The main conclusion of our investigation is that the entropic mixing behaviour along the En–Fs join follows thermodynamic ideality, and all S₂₉₈ (Fig. 2) and S_ex values (Fig. 6) fall on the line connecting endmember entropies within error; i.e. excess entropies of mixing are zero in this solid solution. Deviations from the linear behaviour are observed for the decomposed values of S_mag and S_Schottky in the Fe-rich portion of the binary; i.e. S_mag is larger and S_Schottky is smaller than the linear combinations of endmembers. The composition En10Fs90 even seems to have a larger magnetic entropy than the Fs endmember (16.8 vs. 13.9 J K⁻¹ mol⁻¹). This is shown in Fig. S7, where the entropies S_ex, S_mag, and S_Schottky are compared for Fs and En10Fs90 as a function of temperature. Up to the T_N of Fs at 39 K, S_ex of En10Fs90 is indeed larger than that of the Fe endmember; at that T, there is a crossover, and relations reverse.
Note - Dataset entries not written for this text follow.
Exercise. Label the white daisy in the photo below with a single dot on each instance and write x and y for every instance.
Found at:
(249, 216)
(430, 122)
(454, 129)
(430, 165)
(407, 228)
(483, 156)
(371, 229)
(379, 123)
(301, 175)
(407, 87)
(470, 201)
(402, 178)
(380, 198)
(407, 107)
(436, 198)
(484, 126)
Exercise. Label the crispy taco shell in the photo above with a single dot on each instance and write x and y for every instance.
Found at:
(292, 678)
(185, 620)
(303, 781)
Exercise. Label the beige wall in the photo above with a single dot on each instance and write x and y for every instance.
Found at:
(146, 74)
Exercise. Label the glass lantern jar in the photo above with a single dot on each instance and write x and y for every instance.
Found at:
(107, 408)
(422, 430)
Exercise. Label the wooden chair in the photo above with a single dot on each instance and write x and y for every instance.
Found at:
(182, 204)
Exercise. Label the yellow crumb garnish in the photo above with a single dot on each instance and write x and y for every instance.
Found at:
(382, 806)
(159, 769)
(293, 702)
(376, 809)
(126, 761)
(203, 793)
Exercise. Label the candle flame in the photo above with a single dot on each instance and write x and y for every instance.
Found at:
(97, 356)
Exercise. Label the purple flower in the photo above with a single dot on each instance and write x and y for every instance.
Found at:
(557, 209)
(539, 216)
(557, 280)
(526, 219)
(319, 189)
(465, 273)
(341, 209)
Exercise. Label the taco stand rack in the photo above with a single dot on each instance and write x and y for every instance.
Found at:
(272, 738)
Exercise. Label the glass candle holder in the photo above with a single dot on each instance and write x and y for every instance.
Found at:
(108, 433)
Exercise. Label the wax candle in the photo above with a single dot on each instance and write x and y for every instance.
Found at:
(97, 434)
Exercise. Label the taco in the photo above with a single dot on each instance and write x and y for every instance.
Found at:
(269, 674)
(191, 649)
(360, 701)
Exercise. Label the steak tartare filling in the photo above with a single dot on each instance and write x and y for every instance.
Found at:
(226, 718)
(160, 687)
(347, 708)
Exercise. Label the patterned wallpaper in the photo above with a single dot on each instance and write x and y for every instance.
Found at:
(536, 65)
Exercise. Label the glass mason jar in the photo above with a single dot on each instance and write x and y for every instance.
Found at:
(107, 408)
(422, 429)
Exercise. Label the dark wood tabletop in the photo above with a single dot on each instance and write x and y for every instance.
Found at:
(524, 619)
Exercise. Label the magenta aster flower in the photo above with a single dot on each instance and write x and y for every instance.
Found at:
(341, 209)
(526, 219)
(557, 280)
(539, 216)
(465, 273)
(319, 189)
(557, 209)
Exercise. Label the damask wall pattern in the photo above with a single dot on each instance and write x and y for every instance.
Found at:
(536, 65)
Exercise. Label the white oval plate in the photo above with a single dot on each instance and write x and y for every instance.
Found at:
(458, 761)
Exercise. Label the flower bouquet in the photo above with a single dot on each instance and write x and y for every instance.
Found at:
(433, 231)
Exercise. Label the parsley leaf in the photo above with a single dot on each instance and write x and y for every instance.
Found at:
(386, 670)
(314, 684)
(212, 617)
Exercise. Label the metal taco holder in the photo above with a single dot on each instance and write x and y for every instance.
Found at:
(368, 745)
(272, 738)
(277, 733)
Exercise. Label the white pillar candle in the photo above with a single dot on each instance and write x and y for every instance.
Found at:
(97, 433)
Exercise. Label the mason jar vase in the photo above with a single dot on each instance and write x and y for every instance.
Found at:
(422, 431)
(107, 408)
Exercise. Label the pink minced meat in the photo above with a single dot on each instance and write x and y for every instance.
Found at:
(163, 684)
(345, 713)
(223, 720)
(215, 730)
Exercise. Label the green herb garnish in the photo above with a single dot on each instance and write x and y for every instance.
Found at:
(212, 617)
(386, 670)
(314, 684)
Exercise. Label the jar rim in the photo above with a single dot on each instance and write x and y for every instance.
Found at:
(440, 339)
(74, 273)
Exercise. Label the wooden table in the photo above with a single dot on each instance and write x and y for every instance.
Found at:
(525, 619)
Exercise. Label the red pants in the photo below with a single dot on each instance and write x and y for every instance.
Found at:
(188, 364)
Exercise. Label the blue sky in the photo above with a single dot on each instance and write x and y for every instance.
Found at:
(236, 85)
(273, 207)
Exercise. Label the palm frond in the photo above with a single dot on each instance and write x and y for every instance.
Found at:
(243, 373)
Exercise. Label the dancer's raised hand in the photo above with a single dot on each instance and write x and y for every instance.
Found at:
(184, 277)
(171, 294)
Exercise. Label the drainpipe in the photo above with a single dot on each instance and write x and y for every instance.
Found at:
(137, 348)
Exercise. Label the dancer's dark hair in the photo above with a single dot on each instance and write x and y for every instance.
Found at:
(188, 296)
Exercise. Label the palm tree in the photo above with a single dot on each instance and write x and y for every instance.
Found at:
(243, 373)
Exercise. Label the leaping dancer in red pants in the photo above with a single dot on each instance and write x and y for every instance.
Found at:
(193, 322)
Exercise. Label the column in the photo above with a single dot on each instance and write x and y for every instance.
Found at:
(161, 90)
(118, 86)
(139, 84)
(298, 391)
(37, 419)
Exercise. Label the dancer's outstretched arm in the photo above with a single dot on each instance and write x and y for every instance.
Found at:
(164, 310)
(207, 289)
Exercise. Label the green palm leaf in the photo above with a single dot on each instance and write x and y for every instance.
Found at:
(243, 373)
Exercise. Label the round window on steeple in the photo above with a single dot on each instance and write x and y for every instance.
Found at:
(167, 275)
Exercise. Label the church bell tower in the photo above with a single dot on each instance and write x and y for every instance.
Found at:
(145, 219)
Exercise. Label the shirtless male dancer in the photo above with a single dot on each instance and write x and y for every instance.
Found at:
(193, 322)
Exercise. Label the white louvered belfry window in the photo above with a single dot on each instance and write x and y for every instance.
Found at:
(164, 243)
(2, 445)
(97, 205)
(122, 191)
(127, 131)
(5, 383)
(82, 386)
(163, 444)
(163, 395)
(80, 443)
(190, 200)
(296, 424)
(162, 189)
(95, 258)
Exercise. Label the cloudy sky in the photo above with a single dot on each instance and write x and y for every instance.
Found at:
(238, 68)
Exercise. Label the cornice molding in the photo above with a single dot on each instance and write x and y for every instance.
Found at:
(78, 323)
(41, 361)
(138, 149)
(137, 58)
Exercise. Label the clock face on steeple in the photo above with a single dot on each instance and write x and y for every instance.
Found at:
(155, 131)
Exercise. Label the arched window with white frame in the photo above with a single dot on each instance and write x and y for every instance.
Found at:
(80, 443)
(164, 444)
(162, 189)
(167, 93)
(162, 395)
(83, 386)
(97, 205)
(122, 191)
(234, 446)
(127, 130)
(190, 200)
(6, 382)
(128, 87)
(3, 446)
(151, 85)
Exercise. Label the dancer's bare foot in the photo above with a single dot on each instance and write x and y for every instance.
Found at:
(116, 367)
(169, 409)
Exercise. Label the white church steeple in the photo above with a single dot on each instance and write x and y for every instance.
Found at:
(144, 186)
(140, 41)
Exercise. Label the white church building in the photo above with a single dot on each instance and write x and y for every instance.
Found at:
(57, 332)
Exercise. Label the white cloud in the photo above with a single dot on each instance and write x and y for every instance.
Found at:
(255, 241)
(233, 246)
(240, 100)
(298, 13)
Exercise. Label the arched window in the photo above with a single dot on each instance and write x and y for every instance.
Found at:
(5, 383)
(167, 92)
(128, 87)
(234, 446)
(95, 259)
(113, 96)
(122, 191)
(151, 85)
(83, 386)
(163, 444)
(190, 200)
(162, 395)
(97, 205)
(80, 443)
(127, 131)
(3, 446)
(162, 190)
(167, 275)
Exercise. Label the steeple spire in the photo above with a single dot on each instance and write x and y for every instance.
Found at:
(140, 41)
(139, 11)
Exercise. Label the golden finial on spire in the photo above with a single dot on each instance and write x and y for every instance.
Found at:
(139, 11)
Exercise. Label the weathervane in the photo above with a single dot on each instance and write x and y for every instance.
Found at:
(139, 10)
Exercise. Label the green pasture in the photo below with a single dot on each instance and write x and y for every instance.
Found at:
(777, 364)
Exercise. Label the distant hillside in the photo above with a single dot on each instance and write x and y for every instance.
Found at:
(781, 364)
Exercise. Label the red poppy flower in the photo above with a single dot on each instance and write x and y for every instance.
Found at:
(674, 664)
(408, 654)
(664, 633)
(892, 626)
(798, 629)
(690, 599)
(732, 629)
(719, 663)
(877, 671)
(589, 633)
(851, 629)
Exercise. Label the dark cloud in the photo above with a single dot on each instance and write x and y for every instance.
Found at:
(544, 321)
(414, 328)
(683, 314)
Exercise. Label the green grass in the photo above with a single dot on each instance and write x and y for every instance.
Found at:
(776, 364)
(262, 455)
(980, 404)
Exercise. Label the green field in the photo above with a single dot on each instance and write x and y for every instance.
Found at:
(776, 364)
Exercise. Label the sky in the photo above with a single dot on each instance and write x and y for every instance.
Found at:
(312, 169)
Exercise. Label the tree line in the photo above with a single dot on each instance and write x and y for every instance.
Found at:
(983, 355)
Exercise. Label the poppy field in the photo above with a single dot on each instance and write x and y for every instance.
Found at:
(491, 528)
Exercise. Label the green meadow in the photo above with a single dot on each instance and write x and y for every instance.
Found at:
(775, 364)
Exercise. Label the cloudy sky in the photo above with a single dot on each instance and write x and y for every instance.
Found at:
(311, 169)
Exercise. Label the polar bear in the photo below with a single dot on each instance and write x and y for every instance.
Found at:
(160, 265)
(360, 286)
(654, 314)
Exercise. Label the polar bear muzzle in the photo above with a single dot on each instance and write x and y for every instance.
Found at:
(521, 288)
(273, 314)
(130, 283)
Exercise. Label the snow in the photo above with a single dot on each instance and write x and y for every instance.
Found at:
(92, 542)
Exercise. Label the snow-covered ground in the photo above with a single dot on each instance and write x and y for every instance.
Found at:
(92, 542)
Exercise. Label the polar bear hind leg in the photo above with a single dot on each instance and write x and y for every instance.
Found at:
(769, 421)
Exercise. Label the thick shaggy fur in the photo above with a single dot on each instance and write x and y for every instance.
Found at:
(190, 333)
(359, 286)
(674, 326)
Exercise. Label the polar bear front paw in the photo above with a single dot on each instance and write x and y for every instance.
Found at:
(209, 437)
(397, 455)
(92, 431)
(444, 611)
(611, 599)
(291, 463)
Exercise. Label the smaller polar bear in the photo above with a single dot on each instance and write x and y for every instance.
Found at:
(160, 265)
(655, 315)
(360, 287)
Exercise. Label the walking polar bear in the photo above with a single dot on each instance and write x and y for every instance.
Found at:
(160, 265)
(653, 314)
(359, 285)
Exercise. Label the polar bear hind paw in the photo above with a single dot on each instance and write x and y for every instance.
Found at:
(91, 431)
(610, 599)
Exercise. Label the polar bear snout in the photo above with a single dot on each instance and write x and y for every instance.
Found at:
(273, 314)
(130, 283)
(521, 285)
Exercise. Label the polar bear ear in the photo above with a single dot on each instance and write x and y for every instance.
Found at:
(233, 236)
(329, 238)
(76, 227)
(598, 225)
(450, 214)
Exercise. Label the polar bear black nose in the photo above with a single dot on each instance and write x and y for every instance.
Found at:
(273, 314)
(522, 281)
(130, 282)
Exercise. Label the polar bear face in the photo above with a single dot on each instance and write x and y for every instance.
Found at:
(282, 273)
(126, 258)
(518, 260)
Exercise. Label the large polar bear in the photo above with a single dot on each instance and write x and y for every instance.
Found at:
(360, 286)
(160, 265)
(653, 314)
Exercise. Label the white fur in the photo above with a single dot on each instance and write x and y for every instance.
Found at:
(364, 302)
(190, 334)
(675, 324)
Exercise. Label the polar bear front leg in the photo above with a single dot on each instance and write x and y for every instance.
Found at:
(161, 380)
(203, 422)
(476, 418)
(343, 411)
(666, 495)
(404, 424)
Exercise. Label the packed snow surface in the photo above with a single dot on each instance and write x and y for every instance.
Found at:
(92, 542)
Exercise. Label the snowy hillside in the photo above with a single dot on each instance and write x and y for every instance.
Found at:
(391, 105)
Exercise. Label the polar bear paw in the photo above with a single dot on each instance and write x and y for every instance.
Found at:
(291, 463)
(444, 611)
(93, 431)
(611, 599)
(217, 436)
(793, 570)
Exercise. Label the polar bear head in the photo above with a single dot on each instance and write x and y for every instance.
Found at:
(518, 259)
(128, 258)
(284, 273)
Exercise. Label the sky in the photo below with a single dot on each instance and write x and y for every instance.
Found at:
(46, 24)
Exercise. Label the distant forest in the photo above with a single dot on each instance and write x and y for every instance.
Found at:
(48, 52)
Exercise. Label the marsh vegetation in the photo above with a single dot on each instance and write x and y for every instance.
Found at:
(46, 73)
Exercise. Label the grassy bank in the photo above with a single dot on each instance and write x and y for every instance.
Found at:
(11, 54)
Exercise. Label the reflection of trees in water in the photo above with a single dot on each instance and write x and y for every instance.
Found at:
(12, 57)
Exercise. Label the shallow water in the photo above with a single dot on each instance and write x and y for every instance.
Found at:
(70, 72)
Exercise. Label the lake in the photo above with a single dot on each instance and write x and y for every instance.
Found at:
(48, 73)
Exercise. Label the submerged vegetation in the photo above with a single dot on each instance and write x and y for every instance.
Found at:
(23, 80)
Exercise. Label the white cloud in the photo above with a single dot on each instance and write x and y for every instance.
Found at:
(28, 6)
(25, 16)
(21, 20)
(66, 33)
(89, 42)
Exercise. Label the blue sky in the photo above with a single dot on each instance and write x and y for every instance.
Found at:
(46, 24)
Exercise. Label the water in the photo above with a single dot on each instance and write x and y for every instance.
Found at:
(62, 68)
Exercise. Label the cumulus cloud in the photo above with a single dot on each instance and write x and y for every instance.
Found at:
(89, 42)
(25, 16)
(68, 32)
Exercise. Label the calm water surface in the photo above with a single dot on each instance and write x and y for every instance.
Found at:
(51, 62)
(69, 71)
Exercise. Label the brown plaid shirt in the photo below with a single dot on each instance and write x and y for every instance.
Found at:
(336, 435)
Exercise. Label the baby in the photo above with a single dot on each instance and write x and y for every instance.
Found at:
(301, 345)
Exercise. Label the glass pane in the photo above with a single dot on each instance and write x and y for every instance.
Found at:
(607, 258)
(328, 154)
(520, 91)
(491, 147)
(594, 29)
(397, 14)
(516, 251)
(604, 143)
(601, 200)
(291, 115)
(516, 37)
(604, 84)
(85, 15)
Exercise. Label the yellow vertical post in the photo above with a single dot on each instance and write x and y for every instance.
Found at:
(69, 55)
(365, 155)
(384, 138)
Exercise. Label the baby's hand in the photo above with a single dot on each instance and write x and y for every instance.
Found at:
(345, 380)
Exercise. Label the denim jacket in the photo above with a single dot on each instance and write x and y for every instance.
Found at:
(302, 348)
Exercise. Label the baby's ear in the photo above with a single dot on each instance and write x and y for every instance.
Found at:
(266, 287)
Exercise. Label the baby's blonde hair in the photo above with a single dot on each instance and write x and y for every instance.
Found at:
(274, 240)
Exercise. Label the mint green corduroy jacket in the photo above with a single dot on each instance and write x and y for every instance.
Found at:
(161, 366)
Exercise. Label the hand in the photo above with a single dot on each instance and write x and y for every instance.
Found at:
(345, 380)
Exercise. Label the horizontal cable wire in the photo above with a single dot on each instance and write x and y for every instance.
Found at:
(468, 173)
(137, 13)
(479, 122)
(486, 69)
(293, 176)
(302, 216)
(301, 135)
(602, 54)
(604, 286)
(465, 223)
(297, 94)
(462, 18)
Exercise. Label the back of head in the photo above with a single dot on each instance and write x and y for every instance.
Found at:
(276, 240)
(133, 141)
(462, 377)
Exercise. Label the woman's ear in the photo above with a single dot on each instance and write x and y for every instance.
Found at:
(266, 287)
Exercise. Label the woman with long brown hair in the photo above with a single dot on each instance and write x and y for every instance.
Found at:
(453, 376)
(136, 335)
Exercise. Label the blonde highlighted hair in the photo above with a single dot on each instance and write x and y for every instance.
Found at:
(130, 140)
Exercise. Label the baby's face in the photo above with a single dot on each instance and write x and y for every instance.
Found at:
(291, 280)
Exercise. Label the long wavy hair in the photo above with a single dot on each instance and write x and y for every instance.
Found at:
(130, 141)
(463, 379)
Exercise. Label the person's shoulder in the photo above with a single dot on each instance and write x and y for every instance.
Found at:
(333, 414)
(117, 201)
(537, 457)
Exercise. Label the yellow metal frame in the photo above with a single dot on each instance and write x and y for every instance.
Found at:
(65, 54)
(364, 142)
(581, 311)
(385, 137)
This observation is not model dependent. Other models for lattice C_p, though yielding other absolute values of C_ex, would preserve this relation. The trends for S_mag and S_Schottky of these two Fe-richest compositions, on the other hand, are clearly model dependent and would apply if Eqs. (8) and (9) described the physics behind the magnetic and electronic excess heat capacities uniquely. The conclusion that En10Fs90 indeed has a larger magnetic entropy than the Fs endmember (Table 2, Fig. 6) depends critically on the magnitude of S_Schottky for this composition as derived from fitting C_ex.

4.3 Are the calorimetric results affected by Fe–Mg ordering?

As shown in the recent study of Benisek et al. (2023) on the vibrational entropy of disordering in omphacite, the entropy of disorder, ΔS_dis, consists of a vibrational and a configurational part. The latter, $\mathrm{\Delta }{\mathrm{S}}_{\mathrm{dis}}^{\mathrm{conf}}$, is routinely computed with some order–disorder model in petrological software applications. Holland and Powell (1996), for instance, derived a value of −13.9 kJ mol⁻¹ for the enthalpy change of the ordering reaction En + Fs = 2 FM from published site preference data showing that Fe²⁺ prefers the M2 site over the M1 site (FM is an ordered ferromagnesion pyroxene with Fe at the M2 site, Mg^M1Fe^M2Si₂O₆). With this ΔH value and applying the symmetric formalism described in this work, a value of $X_{{\mathrm{Fe}}^{M\mathrm{2}}}=\mathrm{0.73}$ would be computed at the synthesis temperature of 800 °C of our samples for the composition En50Fs50 as an example.

With regard to the vibrational part of the entropy of disordering, $\mathrm{\Delta }{S}_{\mathrm{dis}}^{\mathrm{vib}}$, Benisek et al. (2023) found that $\mathrm{\Delta }{S}_{\mathrm{dis}}^{\mathrm{vib}}$ is zero up to high temperatures of around 1000 °C by means of the calorimetric study of several – at different temperatures, disordered – omphacites. This indicates that the vibrational properties in the pyroxene structure are not significantly affected by the combined $\mathrm{Mg}/\mathrm{Al}$ and $\mathrm{Ca}/\mathrm{Na}$ cation ordering. We assume that this also applies for Fe–Mg ordering in the En–Fs solid solution, which involves the partitioning of only two cations, Fe and Mg, over the M sites. Moreover, the Fe–Mg substitution in orthopyroxene behaves thermodynamically ideally with regard to entropy, as shown in this study (Fig. 2). The temperature-dependent redistribution of Fe and Mg due to Fe–Mg ordering is, thus, very unlikely to have a measurable effect on the vibrational entropy of a given orthopyroxene solid-solution compound.